Short Gel, Long Gradient Liquid Chromatography Tandem Mass Spectrometry to Discover Urinary Biomarkers of Chronic Pancreatitis.

BACKGROUND: Chronic pancreatitis (CP) is currently diagnosed using invasive endoscopic as well as radiation and non-radiation-based imaging techniques. However, urine can be safely and non-invasively collected and as such may offer a superior alternative to current techniques of CP diagnosis. We use mass spectrometry-based methods to discover proteins which are exclusive to or differentially abundant in urine of chronic pancreatitis patients. METHODS: We have performed a comparative quantitative proteomic analysis of urine collected from 5 healthy controls and 5 severe CP patients.
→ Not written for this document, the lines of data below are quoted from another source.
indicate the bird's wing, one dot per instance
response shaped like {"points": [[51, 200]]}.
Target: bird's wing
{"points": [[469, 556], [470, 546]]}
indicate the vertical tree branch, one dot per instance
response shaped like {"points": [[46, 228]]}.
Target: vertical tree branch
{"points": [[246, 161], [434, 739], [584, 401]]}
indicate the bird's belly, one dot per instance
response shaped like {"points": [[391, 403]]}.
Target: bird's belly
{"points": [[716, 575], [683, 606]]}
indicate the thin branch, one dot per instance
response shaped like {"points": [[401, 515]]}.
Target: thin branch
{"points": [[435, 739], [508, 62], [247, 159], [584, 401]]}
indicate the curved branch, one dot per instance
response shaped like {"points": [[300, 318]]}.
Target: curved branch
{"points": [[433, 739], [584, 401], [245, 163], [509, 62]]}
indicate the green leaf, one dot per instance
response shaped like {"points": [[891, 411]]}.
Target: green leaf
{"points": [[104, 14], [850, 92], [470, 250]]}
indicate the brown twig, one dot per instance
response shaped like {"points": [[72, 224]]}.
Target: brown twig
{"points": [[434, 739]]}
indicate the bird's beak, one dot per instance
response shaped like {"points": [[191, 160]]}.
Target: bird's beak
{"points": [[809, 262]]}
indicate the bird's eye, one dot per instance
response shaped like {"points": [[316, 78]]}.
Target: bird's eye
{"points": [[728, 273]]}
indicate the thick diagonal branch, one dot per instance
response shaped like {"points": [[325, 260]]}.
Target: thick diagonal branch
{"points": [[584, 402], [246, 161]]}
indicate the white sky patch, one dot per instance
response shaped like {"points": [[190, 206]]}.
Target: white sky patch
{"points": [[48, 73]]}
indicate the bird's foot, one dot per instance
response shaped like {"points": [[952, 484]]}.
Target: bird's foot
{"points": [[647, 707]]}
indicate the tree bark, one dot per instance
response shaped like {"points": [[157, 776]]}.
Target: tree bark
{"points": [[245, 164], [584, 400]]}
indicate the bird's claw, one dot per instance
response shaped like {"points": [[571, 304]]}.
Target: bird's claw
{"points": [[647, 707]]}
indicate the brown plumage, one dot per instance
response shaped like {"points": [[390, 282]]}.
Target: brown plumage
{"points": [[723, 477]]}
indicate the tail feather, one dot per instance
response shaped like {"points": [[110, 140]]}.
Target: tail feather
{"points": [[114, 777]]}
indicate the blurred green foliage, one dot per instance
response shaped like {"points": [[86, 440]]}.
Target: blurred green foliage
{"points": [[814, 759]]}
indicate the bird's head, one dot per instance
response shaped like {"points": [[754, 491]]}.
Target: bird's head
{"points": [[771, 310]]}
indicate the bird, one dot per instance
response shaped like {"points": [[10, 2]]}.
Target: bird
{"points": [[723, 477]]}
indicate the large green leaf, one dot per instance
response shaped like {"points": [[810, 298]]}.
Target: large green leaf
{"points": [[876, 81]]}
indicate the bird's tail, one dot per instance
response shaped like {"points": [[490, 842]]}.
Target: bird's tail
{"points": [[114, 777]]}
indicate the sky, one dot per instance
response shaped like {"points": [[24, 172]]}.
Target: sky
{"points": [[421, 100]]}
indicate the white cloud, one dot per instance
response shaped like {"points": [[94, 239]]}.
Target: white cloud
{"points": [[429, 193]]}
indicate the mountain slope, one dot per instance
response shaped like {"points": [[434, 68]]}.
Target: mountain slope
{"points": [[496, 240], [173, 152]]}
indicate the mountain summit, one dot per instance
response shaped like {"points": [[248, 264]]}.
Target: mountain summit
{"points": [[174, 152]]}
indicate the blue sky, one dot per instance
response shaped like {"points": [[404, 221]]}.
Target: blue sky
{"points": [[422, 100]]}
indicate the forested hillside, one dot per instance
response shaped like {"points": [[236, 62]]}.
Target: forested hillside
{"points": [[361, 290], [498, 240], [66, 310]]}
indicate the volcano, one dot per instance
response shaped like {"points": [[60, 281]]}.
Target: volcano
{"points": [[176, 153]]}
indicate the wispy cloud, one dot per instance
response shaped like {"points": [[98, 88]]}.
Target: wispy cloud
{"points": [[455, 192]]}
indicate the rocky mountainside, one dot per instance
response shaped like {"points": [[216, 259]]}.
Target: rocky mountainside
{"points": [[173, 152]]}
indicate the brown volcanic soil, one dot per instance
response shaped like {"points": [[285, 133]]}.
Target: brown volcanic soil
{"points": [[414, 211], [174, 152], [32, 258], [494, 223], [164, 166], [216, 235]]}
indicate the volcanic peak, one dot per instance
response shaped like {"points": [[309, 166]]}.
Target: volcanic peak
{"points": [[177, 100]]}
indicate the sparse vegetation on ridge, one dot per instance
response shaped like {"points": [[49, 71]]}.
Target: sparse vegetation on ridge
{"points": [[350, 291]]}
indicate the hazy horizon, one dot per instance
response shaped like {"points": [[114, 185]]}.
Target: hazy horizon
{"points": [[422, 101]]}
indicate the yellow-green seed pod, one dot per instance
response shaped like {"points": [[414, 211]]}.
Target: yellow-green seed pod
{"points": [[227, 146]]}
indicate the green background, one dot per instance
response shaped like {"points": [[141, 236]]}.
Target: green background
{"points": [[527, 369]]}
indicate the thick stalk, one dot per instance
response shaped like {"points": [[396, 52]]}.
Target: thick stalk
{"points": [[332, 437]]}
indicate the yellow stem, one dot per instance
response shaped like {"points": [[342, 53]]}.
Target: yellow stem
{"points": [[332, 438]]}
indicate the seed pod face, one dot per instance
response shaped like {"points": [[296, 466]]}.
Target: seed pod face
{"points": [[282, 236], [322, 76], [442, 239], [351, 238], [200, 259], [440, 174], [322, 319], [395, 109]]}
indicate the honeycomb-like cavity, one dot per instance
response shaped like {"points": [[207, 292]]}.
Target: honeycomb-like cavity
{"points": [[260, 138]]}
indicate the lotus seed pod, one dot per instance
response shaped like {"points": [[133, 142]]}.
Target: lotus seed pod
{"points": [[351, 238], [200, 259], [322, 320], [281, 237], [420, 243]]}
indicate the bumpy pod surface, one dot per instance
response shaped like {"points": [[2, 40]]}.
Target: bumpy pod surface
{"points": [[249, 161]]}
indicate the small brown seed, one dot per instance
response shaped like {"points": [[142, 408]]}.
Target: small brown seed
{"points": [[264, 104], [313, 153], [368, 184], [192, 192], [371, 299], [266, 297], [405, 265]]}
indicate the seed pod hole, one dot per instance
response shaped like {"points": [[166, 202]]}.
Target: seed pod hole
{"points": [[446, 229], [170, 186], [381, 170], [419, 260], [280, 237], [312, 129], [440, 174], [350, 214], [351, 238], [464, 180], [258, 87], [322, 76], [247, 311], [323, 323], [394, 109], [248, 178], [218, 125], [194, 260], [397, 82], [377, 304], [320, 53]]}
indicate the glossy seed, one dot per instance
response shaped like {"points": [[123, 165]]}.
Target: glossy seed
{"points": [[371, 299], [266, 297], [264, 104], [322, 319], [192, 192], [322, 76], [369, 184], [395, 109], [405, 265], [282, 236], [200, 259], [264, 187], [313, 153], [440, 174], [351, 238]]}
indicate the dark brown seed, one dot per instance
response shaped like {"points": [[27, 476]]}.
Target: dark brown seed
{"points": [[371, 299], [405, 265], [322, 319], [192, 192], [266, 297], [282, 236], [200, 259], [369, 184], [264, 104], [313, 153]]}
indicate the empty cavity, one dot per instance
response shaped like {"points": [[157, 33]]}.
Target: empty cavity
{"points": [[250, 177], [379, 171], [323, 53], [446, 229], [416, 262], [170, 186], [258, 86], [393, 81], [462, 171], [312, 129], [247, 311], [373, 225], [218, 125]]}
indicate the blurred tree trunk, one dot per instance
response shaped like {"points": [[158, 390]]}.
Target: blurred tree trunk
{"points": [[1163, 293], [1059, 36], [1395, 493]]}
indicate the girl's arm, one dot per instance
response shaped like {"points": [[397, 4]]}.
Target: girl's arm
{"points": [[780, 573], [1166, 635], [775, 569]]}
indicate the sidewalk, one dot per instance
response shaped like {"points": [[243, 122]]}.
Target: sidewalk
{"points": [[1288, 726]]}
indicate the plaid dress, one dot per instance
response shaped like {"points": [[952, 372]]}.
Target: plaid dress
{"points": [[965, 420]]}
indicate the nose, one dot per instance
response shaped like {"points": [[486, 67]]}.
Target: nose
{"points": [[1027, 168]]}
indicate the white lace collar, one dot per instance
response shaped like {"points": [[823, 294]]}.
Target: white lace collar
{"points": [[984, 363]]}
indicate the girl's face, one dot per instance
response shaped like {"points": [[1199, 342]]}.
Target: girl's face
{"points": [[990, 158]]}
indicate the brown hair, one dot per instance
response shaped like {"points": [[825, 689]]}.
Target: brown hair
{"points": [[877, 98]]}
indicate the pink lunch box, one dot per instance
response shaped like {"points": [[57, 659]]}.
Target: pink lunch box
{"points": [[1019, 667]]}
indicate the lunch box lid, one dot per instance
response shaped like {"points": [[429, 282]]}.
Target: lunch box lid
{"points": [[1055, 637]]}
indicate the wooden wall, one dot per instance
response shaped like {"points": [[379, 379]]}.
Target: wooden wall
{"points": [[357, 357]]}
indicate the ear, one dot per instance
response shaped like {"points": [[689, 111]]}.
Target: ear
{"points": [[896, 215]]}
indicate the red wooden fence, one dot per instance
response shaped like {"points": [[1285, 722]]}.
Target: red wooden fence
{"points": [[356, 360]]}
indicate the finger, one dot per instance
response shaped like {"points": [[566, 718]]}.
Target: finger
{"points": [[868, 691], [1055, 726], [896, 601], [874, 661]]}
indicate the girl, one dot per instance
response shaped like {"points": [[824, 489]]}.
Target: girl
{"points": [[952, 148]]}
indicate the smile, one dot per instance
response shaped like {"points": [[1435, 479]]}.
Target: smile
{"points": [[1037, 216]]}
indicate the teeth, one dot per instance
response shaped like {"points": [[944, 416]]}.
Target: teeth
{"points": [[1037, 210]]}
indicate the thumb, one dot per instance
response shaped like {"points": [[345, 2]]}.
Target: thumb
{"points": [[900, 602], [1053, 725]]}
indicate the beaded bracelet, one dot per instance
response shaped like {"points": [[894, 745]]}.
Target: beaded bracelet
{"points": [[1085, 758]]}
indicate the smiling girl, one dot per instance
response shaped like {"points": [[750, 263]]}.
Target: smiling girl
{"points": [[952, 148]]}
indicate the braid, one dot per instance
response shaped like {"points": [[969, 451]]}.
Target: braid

Proteins from urine were fractionated briefly on SDS-PAGE and subsequently digested in-gel with trypsin. The resulting peptides were fractionated for 3 hours by reversed-phase liquid chromatography in-line with a mass spectrometer. ProteinPilot software and the QSPEC algorithm identified proteins and determined statistically significant differences between cohorts. In addition, we used a third cohort of non-CP disease patients to filter out those proteins which may be indicative of an ailment other than CP. RESULTS: We identified over 600 proteins from urine, of which several hundred were either exclusive to or differ quantitatively between healthy controls and severe CP patients. Members of the cathepsin protein family were of significantly higher abundance in the severe CP cohort. In addition, we have identified a core set of 50 proteins in all 15 samples, 25 of which showed no significant difference among the cohorts. CONCLUSIONS: Proteomic analysis identified differentially abundant proteins in healthy controls and severe CP patients. Such proteins represent an initial set of targets for directed proteomics experiments for further validation studies. However, larger cohorts will be required to determine if these differences have statistically significant diagnostic potential.